As to the OP, jimmy and others have pointed to the possible scenarios for terraforming Mars, which involves many of the difficulties tracer and others mentioned. Any scenario involves heavy planetary engineering. External climate modification by crashing asteroids, or using reflectors requires developing the capacity to perform those tasks reliably, consistently and safely across the Solar System. Not likely in less than 50 years, absent a 1960s-like “space race” (not so much because we lack the theoretical knowledge, technical skill, or industrial capacity to build the hardware and software for it, as for the literally astronomical cost) . Biological seeding would start first with bacteria resistant to current conditions – that’s some major genetic engineering right there, but it could be doable in that time frame.

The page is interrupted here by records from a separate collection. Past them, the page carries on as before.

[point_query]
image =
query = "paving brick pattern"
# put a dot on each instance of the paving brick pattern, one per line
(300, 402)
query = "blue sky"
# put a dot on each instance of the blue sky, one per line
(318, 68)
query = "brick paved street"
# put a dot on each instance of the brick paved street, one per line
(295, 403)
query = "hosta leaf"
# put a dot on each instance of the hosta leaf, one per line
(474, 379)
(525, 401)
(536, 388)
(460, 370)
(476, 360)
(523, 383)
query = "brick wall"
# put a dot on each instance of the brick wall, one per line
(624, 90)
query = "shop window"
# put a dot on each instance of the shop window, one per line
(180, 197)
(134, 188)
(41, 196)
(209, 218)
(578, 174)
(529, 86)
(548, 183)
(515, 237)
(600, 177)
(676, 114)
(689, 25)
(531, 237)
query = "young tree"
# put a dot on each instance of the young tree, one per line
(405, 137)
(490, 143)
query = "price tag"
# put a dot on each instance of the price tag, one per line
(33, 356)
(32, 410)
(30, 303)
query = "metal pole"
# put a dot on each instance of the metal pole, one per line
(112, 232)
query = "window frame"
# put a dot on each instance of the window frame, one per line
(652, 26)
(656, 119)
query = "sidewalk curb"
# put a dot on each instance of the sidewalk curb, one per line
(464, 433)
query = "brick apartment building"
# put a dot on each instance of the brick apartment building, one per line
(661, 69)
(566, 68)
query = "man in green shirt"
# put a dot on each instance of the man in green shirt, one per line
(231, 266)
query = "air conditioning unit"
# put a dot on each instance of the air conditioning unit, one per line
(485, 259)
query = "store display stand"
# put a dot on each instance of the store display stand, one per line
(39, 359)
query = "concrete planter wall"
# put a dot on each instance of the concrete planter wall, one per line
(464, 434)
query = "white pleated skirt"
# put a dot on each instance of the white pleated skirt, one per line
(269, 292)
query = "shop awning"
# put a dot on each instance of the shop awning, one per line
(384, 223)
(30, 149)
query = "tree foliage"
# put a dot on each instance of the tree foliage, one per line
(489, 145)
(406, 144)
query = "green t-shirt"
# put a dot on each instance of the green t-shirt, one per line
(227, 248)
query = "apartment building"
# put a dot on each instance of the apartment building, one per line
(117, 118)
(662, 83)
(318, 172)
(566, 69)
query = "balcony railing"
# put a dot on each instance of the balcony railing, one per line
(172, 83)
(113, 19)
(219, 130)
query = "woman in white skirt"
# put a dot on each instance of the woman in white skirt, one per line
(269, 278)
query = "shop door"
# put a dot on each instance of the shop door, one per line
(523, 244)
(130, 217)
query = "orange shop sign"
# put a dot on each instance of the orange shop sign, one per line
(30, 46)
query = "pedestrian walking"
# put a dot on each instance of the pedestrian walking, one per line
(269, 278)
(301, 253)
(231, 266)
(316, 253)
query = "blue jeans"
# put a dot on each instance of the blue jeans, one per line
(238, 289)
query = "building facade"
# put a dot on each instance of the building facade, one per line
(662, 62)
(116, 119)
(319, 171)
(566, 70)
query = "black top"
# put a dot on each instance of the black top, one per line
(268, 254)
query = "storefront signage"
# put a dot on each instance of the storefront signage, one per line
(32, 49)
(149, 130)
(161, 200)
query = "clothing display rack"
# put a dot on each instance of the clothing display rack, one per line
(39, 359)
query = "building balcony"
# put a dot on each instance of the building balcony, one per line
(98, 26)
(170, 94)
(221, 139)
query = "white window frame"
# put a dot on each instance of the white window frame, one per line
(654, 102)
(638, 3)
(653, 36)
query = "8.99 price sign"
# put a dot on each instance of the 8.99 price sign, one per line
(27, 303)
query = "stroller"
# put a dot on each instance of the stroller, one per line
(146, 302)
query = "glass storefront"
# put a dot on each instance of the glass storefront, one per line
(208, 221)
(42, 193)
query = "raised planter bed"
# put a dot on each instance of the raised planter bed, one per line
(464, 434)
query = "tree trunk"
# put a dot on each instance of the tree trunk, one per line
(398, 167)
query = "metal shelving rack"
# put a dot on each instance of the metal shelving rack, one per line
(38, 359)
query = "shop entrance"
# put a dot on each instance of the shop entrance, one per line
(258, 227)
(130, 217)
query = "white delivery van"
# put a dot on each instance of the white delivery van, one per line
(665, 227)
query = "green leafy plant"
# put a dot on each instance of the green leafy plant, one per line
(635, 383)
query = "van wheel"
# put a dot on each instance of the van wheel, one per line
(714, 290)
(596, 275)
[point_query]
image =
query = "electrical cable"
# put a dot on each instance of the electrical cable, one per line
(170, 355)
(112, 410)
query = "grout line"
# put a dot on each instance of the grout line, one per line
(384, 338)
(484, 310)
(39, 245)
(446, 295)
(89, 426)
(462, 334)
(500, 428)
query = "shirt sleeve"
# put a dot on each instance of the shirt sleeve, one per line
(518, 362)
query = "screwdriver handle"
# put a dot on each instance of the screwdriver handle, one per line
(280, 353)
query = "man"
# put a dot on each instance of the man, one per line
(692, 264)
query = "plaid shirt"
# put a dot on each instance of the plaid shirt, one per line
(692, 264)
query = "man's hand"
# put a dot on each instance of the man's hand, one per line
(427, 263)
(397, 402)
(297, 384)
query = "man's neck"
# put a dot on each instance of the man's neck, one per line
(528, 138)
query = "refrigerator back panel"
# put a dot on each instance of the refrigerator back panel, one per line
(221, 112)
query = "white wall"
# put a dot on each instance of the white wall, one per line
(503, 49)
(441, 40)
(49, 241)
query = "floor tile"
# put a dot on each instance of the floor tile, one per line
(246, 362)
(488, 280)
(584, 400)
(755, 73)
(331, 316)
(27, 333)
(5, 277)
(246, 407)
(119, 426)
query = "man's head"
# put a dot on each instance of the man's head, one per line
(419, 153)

In any case, even once the project could be started, we may not want to start it right away but wait until we have studied the planed in-depth BEFORE mucking around with it. So pop in another couple of centuries.

Then once we do start, we may be talking multiple millennia. First, the gengineering of the bacteria would perforce need to also speed up their action. Under purely natural conditions it took the cyanobacteria and algae, what, a billion years? to replace Earth’s original atmosphere with something passingly resembling an oxydizing mix. I don’t think we’s be that patient. A really fast scenario would IMO require a whopping leap in microgenetic or, more likely, nanotechnological engineering, so after cometary bombardment and/or release of liquid water/trapped gases, you could swarm the place with “designer bugs” (biological or nanomechanical) that would dismantle and reassemble the environment in a furious hurry, then either self-destruct or mutate into harmlesness, so you can drop in the next layer, lather, rinse, repeat, until you get an inhabitable environment. And all that has to happen without the whole thing or any of its parts evolving into something that would “reject” further transplants from Earth!